Just call kmem_cache_zalloc() instead of calling kmem_cache_alloc().
We're just initializing most fields to 0, false and NULL later on
_anyway_, so to make the code mode readable and potentially gain
a bit of performance (completely untested claim), we should fill our
btrfs_trans_handle with zeros on allocation then just initialize
those five remaining fields (not counting the list_heads) as normal.
Signed-off-by: Alexandru Moise <[email protected]>
---
fs/btrfs/transaction.c | 15 +--------------
1 file changed, 1 insertion(+), 14 deletions(-)

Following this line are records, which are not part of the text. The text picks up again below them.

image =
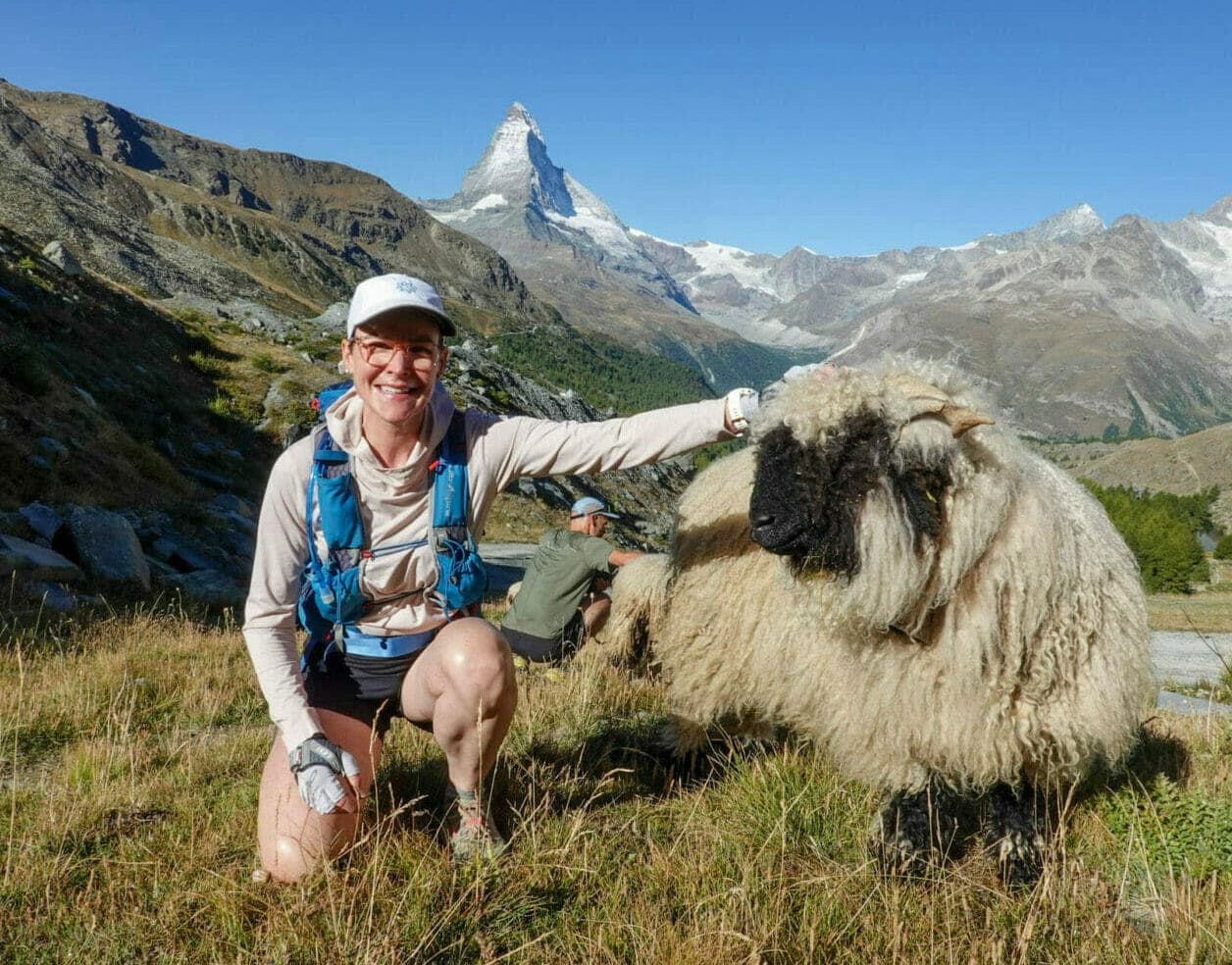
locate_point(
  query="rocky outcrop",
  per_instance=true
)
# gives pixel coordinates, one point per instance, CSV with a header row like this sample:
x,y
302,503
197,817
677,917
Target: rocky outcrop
x,y
62,258
106,547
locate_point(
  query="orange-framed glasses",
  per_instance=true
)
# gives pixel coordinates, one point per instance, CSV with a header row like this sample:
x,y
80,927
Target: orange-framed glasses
x,y
381,351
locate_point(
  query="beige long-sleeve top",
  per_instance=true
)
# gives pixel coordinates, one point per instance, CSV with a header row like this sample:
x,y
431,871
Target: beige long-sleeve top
x,y
395,505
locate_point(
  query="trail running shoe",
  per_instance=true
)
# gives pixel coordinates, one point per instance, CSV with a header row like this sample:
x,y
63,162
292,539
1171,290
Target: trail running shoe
x,y
476,837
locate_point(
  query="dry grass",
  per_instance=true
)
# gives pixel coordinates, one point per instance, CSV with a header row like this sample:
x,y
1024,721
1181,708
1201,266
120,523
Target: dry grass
x,y
1208,611
130,754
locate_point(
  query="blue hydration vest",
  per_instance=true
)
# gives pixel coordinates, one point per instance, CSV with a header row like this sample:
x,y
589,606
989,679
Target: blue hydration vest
x,y
329,595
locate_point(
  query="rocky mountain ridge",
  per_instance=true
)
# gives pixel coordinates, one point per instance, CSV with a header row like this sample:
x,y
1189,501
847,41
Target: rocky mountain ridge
x,y
1071,327
138,440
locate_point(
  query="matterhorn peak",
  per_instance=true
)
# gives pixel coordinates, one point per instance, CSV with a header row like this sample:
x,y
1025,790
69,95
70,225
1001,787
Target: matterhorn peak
x,y
515,171
518,115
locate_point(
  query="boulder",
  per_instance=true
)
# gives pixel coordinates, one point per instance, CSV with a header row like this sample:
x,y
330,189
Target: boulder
x,y
36,562
106,546
42,519
62,258
181,552
52,447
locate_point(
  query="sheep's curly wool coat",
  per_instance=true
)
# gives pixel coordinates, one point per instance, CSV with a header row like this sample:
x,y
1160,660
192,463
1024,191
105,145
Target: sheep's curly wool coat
x,y
986,623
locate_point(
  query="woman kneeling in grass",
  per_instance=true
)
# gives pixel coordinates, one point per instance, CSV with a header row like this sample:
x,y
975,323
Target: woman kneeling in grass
x,y
404,654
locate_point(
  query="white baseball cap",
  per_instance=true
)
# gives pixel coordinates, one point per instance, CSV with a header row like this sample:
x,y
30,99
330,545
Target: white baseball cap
x,y
390,292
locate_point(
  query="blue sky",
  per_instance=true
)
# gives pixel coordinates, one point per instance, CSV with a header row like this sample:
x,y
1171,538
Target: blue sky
x,y
761,126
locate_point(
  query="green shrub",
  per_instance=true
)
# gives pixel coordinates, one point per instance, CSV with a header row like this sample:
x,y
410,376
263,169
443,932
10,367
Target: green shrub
x,y
23,365
1160,529
208,365
266,363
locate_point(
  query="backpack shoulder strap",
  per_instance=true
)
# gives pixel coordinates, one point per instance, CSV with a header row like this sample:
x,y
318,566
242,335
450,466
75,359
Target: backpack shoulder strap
x,y
329,484
451,485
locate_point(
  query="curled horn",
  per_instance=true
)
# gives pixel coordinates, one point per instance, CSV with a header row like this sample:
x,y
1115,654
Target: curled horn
x,y
960,418
928,399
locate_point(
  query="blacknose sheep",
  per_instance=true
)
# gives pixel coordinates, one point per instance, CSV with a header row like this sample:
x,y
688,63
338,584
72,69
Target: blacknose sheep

diff --git a/fs/btrfs/transaction.c b/fs/btrfs/transaction.c
index f5021fc..d874ce25 100644
--- a/fs/btrfs/transaction.c
+++ b/fs/btrfs/transaction.c
@@ -468,7 +468,7 @@ start_transaction(struct btrfs_root *root, u64 num_items, unsigned int type,
goto reserve_fail;
}
again:
- h = kmem_cache_alloc(btrfs_trans_handle_cachep, GFP_NOFS);
+ h = kmem_cache_zalloc(btrfs_trans_handle_cachep, GFP_NOFS);
if (!h) {
ret = -ENOMEM;
goto alloc_fail;
@@ -509,22 +509,9 @@ again:
h->transid = cur_trans->transid;
h->transaction = cur_trans;
- h->blocks_used = 0;
- h->bytes_reserved = 0;
- h->chunk_bytes_reserved = 0;
h->root = root;
- h->delayed_ref_updates = 0;
h->use_count = 1;
- h->adding_csums = 0;
- h->block_rsv = NULL;
- h->orig_rsv = NULL;
- h->aborted = 0;
- h->qgroup_reserved = 0;
- h->delayed_ref_elem.seq = 0;
h->type = type;
- h->allocating_chunk = false;
- h->reloc_reserved = false;
- h->sync = false;
INIT_LIST_HEAD(&h->qgroup_ref_list);
INIT_LIST_HEAD(&h->new_bgs);
INIT_LIST_HEAD(&h->ordered);
--
2.5.0
On Thu, Aug 27, 2015 at 11:53:45PM +0000, Alexandru Moise wrote:
> Just call kmem_cache_zalloc() instead of calling kmem_cache_alloc().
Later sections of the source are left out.